- Along with stocks' gains, some traditional stock valuation metrics are now quickly approaching long-term averages.
- The S&P 500 traded last week at around 15 times reported earnings, closing in on the average trailing P/E of 17 for the last 25 years.
- Investors fear a high P/E signals a stock is overpriced. But market valuations don't mean much on their own—compared to long-term government debt, stocks are attractively cheap even at average P/Es.
- A fast and furious climb doesn't mean this is a "sucker's rally" or that the market needs to "take a breather."
(Editor's Note: MarketMinder does NOT recommend individual securities; the below is simply an example of a broader theme we wish to highlight.)
Markets have been on a turbo-charged tear the last two months, with the S&P 500 surging almost 40% since March 9th. But in the wake of exhaust fumes and echoes of peeling rubber, some investors are questioning this rally's stamina looking ahead.
Along with stocks' gains, some traditional stock valuation metrics like the price-to-earnings (P/E) ratio are now quickly approaching long-term averages—raising investor concerns about the market recovery moving too fast. The average trailing P/E for the last 25 years is 17—and at the end of last week, the S&P 500 traded around 15 times reported earnings, the highest since last October and up from 10.5 in February.

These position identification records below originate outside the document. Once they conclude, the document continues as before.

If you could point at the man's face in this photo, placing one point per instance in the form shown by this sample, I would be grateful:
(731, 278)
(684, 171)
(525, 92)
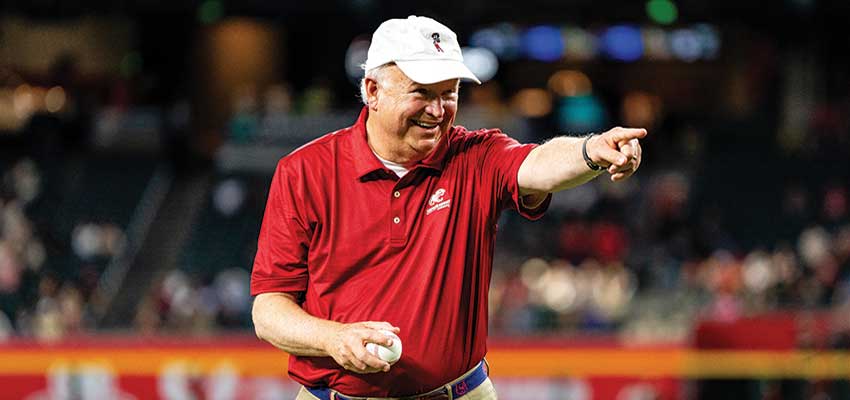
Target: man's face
(416, 114)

Rising P/Es indicate companies' stock prices are ascending higher relative to earnings. If prices are proportionally much greater than earnings, investors fear stocks must be overpriced with limited upside or, worse, prices must decline. However, contrary to popular belief, P/E levels aren't predictive of future market returns. A high P/E doesn't necessarily signal stocks are expensive or a period of subpar returns must follow. Market valuation measures like the P/E ratio don't mean much on their own. They're most effective when compared to other viable investment options, like bonds. A quick and easy way to compare stock valuations to bonds is to turn a P/E ratio on its head to get the E/P—better known as the earnings yield. Aggregate market earnings yields and bond yields are usually pretty close, but today, stocks' E/P is way above the yield on long-term government debt. With interest rates on long-term Treasuries exceptionally low, stocks are attractively cheap even at average P/Es. This doesn't mean stocks must run up immediately to bring the two yields to parity, but it does mean stock prices have a long way to go before stock valuations could put brakes on stock returns.

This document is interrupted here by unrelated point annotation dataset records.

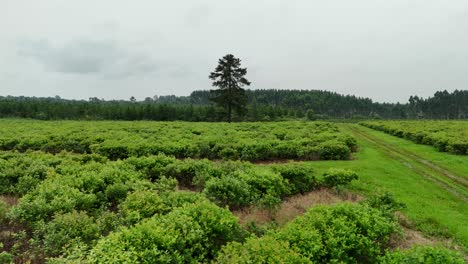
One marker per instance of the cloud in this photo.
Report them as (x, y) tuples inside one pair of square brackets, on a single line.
[(88, 57)]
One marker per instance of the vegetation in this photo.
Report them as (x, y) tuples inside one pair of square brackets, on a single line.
[(69, 195), (229, 78), (446, 136), (120, 140), (262, 105)]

On Monday, to help fund a stock buyback and investments, Microsoft announced its first bond offering in the firm's 34-year history—in part to capitalize on these attractive stock valuations. The AAA-rated Tech behemoth will sell a total of $3.75 billion in 5-, 10-, and 30-year bonds, despite the fact it already has $25 billion in cash and short-term investments. Microsoft's 10-year bonds are expected to pay 1.05% over comparable Treasuries, or about 4.2% at current rates. That's an after-tax cost of less than 3%. The forward P/E on Microsoft stocks is 11.3 for an E/P of 8.8%. So the firm can borrow money cheaply and immediately boost its bottom line by buying back its own shares!
Plus, forward-looking stock market valuations probably aren't as rich as many investors believe due to overly dour earnings expectations. For Q1, the 87% of S&P 500 firms who reported earnings (as of May11th) collectively beat analyst expectations by +9.5%—the best reading ever (and highest since Q1 1988's +8.0% upside surprise). If first quarter earnings are any indication, future earnings could be considerably better than most analysts expect.
A fast and furious climb doesn't mean this is a "sucker's rally" or that the market needs to "take a breather." Markets can rapidly gain a lot of ground—especially during the initial thrust of new bull markets. We won't know with certainty if March 9th represented the bottom of the bear market until we're well into a new bull market, and markets will still dip now and then, shaking nervous investors out. But those fearing high speeds will likely miss the new bull market, at the expense of catching their breath.